Cassazione civile sez. lav. 10/10/2006 n 21698
Con riguardo al rapporto di lavoro costituito con patto di prova, la facoltà di recesso prevista dal comma 3 dell'art. 2096 c.c. soggiace all'unico limite - oltre quello temporale dell'adeguatezza della durata della prova - della mancanza di un motivo illecito ed è consentita non solo al termine ma, salvo che l'esperimento sia stato stabilito per un tempo minimo necessario, anche nel corso del periodo di prova. Tale periodo, ancorché fissato in un semestre, rimane sospeso per malattia o infortunio del lavoratore, senza che a ciò sia di ostacolo la previsione dell'art. 10 della legge n. 604 del 1966 (secondo cui le norme della stessa legge si applicano, nei confronti dei lavoratori assunti in prova, "dal momento in cui l'assunzione diviene definitiva e, in ogni caso, quando sono decorsi sei mesi dall'inizio del rapporto di lavoro"), non potendo prescindersi, nell'interpretazione della suddetta norma, dal rilievo che essa è posta nell'interesse precipuo del lavoratore ed atteso che l'indicata sospensione produce l'effetto di arrestare il decorso del periodo di prova senza dilatarne la durata. Questo principio non comporta un'alterazione dell'equilibrio originario delle posizioni delle parti, poiché il prolungamento del periodo di prova ha effetto reciprocamente sia a favore che a sfavore tanto del lavoratore che del datore di lavoro. In particolare, il prestatore di lavoro avrà modo di espletare fino in fondo l'esperimento e di dare così prova pienamente delle proprie capacità, mentre il datore di lavoro avrà tutto il tempo necessario per verificare queste capacità e, quindi, entrambe le parti avranno la possibilità di decidere se proseguire il rapporto convertendolo in una delle forme definitive previste dalla legge, o, invece, interromperlo .

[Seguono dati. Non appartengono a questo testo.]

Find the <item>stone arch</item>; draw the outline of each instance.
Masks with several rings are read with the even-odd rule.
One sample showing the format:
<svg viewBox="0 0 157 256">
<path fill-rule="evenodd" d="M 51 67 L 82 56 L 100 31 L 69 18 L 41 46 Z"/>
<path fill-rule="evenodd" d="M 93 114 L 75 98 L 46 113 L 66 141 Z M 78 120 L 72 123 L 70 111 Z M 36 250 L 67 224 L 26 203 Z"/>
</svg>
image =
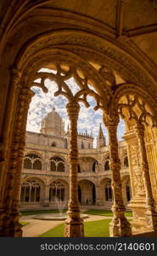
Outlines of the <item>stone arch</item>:
<svg viewBox="0 0 157 256">
<path fill-rule="evenodd" d="M 70 34 L 70 32 L 69 32 L 69 33 Z M 73 32 L 73 34 L 74 34 L 74 32 Z M 81 34 L 85 34 L 86 35 L 86 33 L 81 33 Z M 45 36 L 45 35 L 44 35 Z M 78 33 L 78 36 L 80 36 L 80 34 Z M 64 33 L 64 35 L 62 35 L 62 39 L 64 38 L 66 38 L 65 37 L 65 34 Z M 70 37 L 68 37 L 68 38 L 70 38 Z M 37 39 L 38 39 L 37 38 Z M 93 40 L 87 40 L 87 38 L 86 38 L 86 41 L 87 41 L 87 44 L 92 44 L 93 43 L 93 44 L 90 44 L 90 45 L 93 45 L 93 47 L 97 47 L 97 45 L 98 44 L 98 46 L 99 46 L 99 48 L 100 48 L 100 46 L 101 46 L 101 49 L 102 49 L 102 52 L 104 52 L 104 54 L 102 55 L 102 56 L 104 57 L 104 56 L 105 56 L 105 55 L 107 55 L 107 56 L 111 56 L 110 57 L 110 59 L 113 57 L 115 57 L 115 51 L 118 51 L 118 49 L 119 49 L 119 53 L 121 53 L 121 52 L 125 52 L 125 50 L 123 49 L 123 47 L 124 47 L 124 45 L 123 46 L 121 46 L 121 43 L 115 43 L 115 41 L 114 41 L 114 39 L 111 39 L 111 38 L 109 38 L 110 39 L 110 44 L 112 45 L 112 48 L 110 48 L 109 49 L 109 46 L 110 46 L 110 44 L 109 44 L 109 40 L 107 40 L 108 41 L 108 44 L 107 44 L 107 48 L 109 49 L 109 50 L 106 50 L 106 52 L 105 52 L 105 49 L 104 49 L 104 44 L 103 44 L 103 41 L 104 40 L 104 38 L 101 38 L 100 39 L 100 37 L 98 37 L 98 39 L 99 39 L 101 42 L 99 42 L 98 43 L 98 40 L 96 38 L 96 36 L 93 36 L 93 35 L 91 35 L 90 36 L 90 38 L 92 38 Z M 48 38 L 47 38 L 47 41 L 48 41 L 48 44 L 50 44 L 50 39 L 49 39 L 49 41 L 48 41 Z M 76 38 L 74 38 L 75 39 L 75 43 L 76 43 Z M 94 40 L 93 40 L 94 39 Z M 122 38 L 122 39 L 123 39 L 123 38 Z M 54 40 L 55 41 L 55 40 Z M 91 41 L 91 42 L 90 42 Z M 92 42 L 93 41 L 93 42 Z M 105 41 L 105 40 L 104 40 Z M 41 42 L 39 42 L 39 43 L 41 43 Z M 56 42 L 55 42 L 56 43 Z M 63 41 L 62 41 L 62 43 L 63 43 Z M 78 41 L 76 41 L 76 43 L 78 43 Z M 89 44 L 90 43 L 90 44 Z M 40 45 L 42 45 L 42 43 L 41 44 L 38 44 L 38 46 Z M 115 44 L 115 47 L 114 48 L 114 45 Z M 52 44 L 51 44 L 52 45 Z M 67 45 L 68 45 L 68 44 L 67 44 Z M 96 45 L 96 46 L 95 46 Z M 34 48 L 33 49 L 34 50 L 36 50 L 36 47 L 35 47 L 35 45 L 32 45 L 32 48 Z M 89 49 L 90 49 L 90 47 L 89 47 Z M 91 46 L 91 49 L 92 49 L 92 46 Z M 127 50 L 126 50 L 126 47 L 124 47 L 124 49 L 126 49 L 126 51 L 127 52 Z M 31 55 L 32 54 L 32 52 L 31 52 L 31 47 L 29 47 L 29 49 L 28 49 L 28 50 L 30 51 L 29 53 Z M 100 50 L 101 51 L 101 50 Z M 135 50 L 136 51 L 136 50 Z M 21 51 L 22 52 L 22 51 Z M 104 53 L 105 52 L 105 53 Z M 133 52 L 133 51 L 132 51 Z M 132 54 L 132 52 L 131 53 L 129 53 L 130 54 L 130 55 L 131 55 L 131 54 Z M 124 61 L 124 60 L 121 60 L 121 64 L 122 65 L 122 62 L 126 62 L 126 63 L 127 63 L 127 58 L 128 58 L 128 53 L 127 54 L 124 54 L 124 56 L 126 56 L 126 59 L 125 59 L 125 61 Z M 102 57 L 101 56 L 101 57 Z M 27 56 L 27 53 L 25 52 L 25 55 L 23 55 L 23 58 L 27 58 L 28 56 Z M 117 56 L 116 56 L 116 60 L 115 60 L 115 61 L 117 61 L 118 62 L 118 58 L 120 58 L 121 57 L 121 55 L 117 55 Z M 135 74 L 134 73 L 133 73 L 133 71 L 132 71 L 132 73 L 133 73 L 133 76 L 136 78 L 136 79 L 137 80 L 139 80 L 139 83 L 143 83 L 144 84 L 144 85 L 146 84 L 146 86 L 147 85 L 149 85 L 149 90 L 152 92 L 153 91 L 153 90 L 150 88 L 150 87 L 152 87 L 152 84 L 153 84 L 153 78 L 151 77 L 151 75 L 149 75 L 149 72 L 147 71 L 146 72 L 146 70 L 144 70 L 144 68 L 143 68 L 142 67 L 142 65 L 139 65 L 139 61 L 135 61 L 135 54 L 133 54 L 133 56 L 132 57 L 131 57 L 131 56 L 129 56 L 129 61 L 131 61 L 131 59 L 132 59 L 132 63 L 134 63 L 135 64 L 135 67 L 137 67 L 137 70 L 136 70 L 136 73 L 137 73 L 137 74 Z M 109 61 L 111 61 L 109 59 Z M 138 59 L 139 60 L 139 59 Z M 129 61 L 129 65 L 128 65 L 128 63 L 127 63 L 127 67 L 128 66 L 130 66 L 131 67 L 132 67 L 132 65 L 131 65 L 132 63 L 130 63 L 130 61 Z M 20 66 L 20 65 L 15 65 L 14 67 L 15 67 L 15 68 L 17 68 L 18 70 L 21 70 L 22 68 L 22 66 L 23 66 L 23 64 L 24 63 L 26 63 L 27 61 L 25 61 L 25 59 L 23 60 L 23 63 L 21 62 L 20 63 L 20 65 L 21 66 Z M 132 61 L 131 61 L 132 62 Z M 142 61 L 142 63 L 143 63 L 143 61 Z M 27 63 L 26 63 L 27 64 Z M 29 64 L 31 64 L 31 63 L 29 63 Z M 31 64 L 32 64 L 32 66 L 31 66 Z M 33 62 L 31 63 L 30 66 L 31 67 L 33 67 Z M 136 65 L 137 64 L 137 65 Z M 140 66 L 140 67 L 139 67 Z M 34 66 L 35 67 L 35 66 Z M 120 66 L 119 66 L 120 67 Z M 121 68 L 121 67 L 119 67 L 119 68 Z M 127 67 L 128 69 L 129 69 L 129 67 Z M 134 69 L 134 68 L 133 68 Z M 140 69 L 140 72 L 138 72 L 139 71 L 139 69 Z M 124 70 L 124 69 L 123 69 Z M 131 72 L 131 70 L 129 69 L 129 71 L 128 71 L 128 73 L 130 74 L 132 72 Z M 25 72 L 25 73 L 26 73 L 26 72 Z M 28 73 L 28 74 L 29 74 L 30 73 Z M 142 75 L 143 74 L 143 75 Z M 137 78 L 137 76 L 138 76 L 138 78 Z M 146 81 L 146 83 L 144 83 L 145 81 L 144 81 L 144 79 L 145 79 L 145 81 Z M 23 84 L 24 84 L 24 83 L 25 82 L 27 82 L 26 81 L 27 80 L 27 79 L 24 79 L 23 80 L 22 80 L 22 83 L 21 83 L 21 84 L 22 84 L 22 86 L 23 86 Z M 26 83 L 27 84 L 27 83 Z M 24 95 L 25 95 L 25 93 L 24 93 Z M 24 95 L 23 95 L 23 96 L 24 96 Z M 13 103 L 14 104 L 14 103 Z M 15 104 L 16 105 L 16 104 Z M 18 107 L 19 108 L 19 107 Z M 20 108 L 18 108 L 18 109 L 20 109 Z M 8 111 L 9 111 L 10 109 L 8 109 Z M 17 109 L 15 109 L 15 116 L 16 116 L 16 113 L 17 113 L 17 112 L 18 112 L 18 110 Z M 24 116 L 25 116 L 25 114 L 24 114 Z M 23 113 L 22 113 L 22 120 L 23 120 L 23 119 L 24 119 L 24 116 L 23 116 Z M 21 118 L 21 115 L 20 115 L 20 118 Z M 17 119 L 15 119 L 15 120 L 14 120 L 14 124 L 15 124 L 16 123 L 16 121 L 17 121 L 17 119 L 18 119 L 18 125 L 20 127 L 20 125 L 21 125 L 21 121 L 20 121 L 20 118 L 19 118 L 18 119 L 18 117 L 17 117 Z M 8 121 L 7 121 L 8 122 Z M 20 128 L 20 130 L 25 130 L 24 129 L 24 127 L 23 127 L 23 123 L 25 123 L 25 120 L 24 120 L 24 122 L 22 122 L 22 128 Z M 7 125 L 4 125 L 4 127 L 5 126 L 7 126 Z M 24 126 L 25 126 L 25 125 L 24 125 Z M 16 127 L 16 126 L 15 126 Z M 16 130 L 16 129 L 15 129 Z M 23 137 L 23 136 L 24 136 L 24 131 L 23 131 L 23 133 L 22 133 L 22 135 L 21 135 L 21 137 Z M 17 133 L 15 133 L 14 134 L 14 137 L 18 137 L 18 134 Z M 24 138 L 23 138 L 23 140 L 24 140 Z M 12 141 L 12 140 L 11 140 Z M 21 141 L 20 141 L 20 142 L 21 143 Z M 20 143 L 19 142 L 19 143 Z M 14 148 L 14 145 L 13 145 L 13 147 L 10 147 L 11 148 Z M 17 149 L 16 149 L 17 150 Z M 22 150 L 21 150 L 22 151 Z M 12 158 L 13 157 L 13 153 L 11 153 L 11 157 L 10 158 Z M 20 172 L 20 169 L 21 169 L 21 162 L 20 162 L 20 159 L 21 159 L 21 154 L 18 152 L 17 154 L 16 154 L 16 160 L 14 161 L 14 166 L 15 166 L 15 167 L 14 167 L 14 170 L 16 170 L 16 166 L 19 166 L 18 168 L 17 168 L 17 170 L 14 172 L 16 174 L 17 174 L 17 176 L 18 176 L 18 172 Z M 10 162 L 9 164 L 8 164 L 8 162 L 7 162 L 7 165 L 8 165 L 8 166 L 9 166 L 9 168 L 10 168 L 10 170 L 12 170 L 12 163 Z M 6 170 L 8 170 L 8 166 L 6 166 Z M 12 173 L 11 174 L 9 174 L 10 176 L 12 176 Z M 18 188 L 18 183 L 19 183 L 19 180 L 17 180 L 17 181 L 15 181 L 14 182 L 14 188 L 16 188 L 16 189 L 14 189 L 14 189 L 13 189 L 13 190 L 14 190 L 14 203 L 15 203 L 15 201 L 17 201 L 17 199 L 18 199 L 18 196 L 19 196 L 19 188 Z M 10 185 L 10 183 L 9 183 L 9 182 L 8 182 L 8 187 L 12 187 L 11 185 Z M 6 196 L 8 196 L 8 195 L 6 195 Z M 10 196 L 9 195 L 8 195 L 8 196 Z M 12 199 L 9 197 L 9 201 L 12 201 Z M 14 205 L 14 204 L 12 204 L 12 205 Z"/>
<path fill-rule="evenodd" d="M 53 179 L 49 183 L 49 201 L 51 204 L 59 207 L 58 201 L 62 201 L 67 206 L 68 199 L 69 184 L 65 178 Z"/>
<path fill-rule="evenodd" d="M 24 158 L 24 168 L 42 170 L 42 161 L 37 153 L 27 153 Z"/>
<path fill-rule="evenodd" d="M 50 171 L 61 172 L 64 172 L 65 163 L 63 158 L 55 155 L 50 158 L 49 161 L 50 161 Z"/>
<path fill-rule="evenodd" d="M 110 177 L 104 177 L 100 180 L 100 199 L 102 205 L 107 209 L 111 209 L 113 193 L 112 181 Z"/>
<path fill-rule="evenodd" d="M 41 178 L 29 177 L 21 184 L 20 200 L 24 203 L 40 202 L 44 183 Z"/>
<path fill-rule="evenodd" d="M 132 199 L 132 188 L 131 188 L 131 180 L 129 175 L 125 175 L 122 177 L 121 185 L 122 185 L 124 203 L 127 207 L 127 204 L 130 202 Z"/>
<path fill-rule="evenodd" d="M 81 205 L 95 205 L 96 187 L 91 179 L 81 178 L 78 181 L 78 199 Z"/>
</svg>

Cassazione civile sez. lav. 27/01/2004 n 1458
Nell'ipotesi di patto di prova legittimamente stipulato con uno dei soggetti protetti assunti in base alla l. 2 aprile 1968 n. 482, il recesso dell'imprenditore durante il periodo di prova è sottratto alla disciplina limitativa del licenziamento individuale anche per quanto riguarda l'onere dell'adozione della forma scritta, e non richiede pertanto una formale comunicazione delle ragioni del recesso; la manifestazione di volontà del datore di lavoro, in quanto riferita all'esperimento in corso, si qualifica del resto come valutazione negativa dello stesso, e comporta, senza necessità di ulteriori indicazioni, la definitiva e vincolante identificazione della ragione che giustifica l'esercizio del potere di recesso.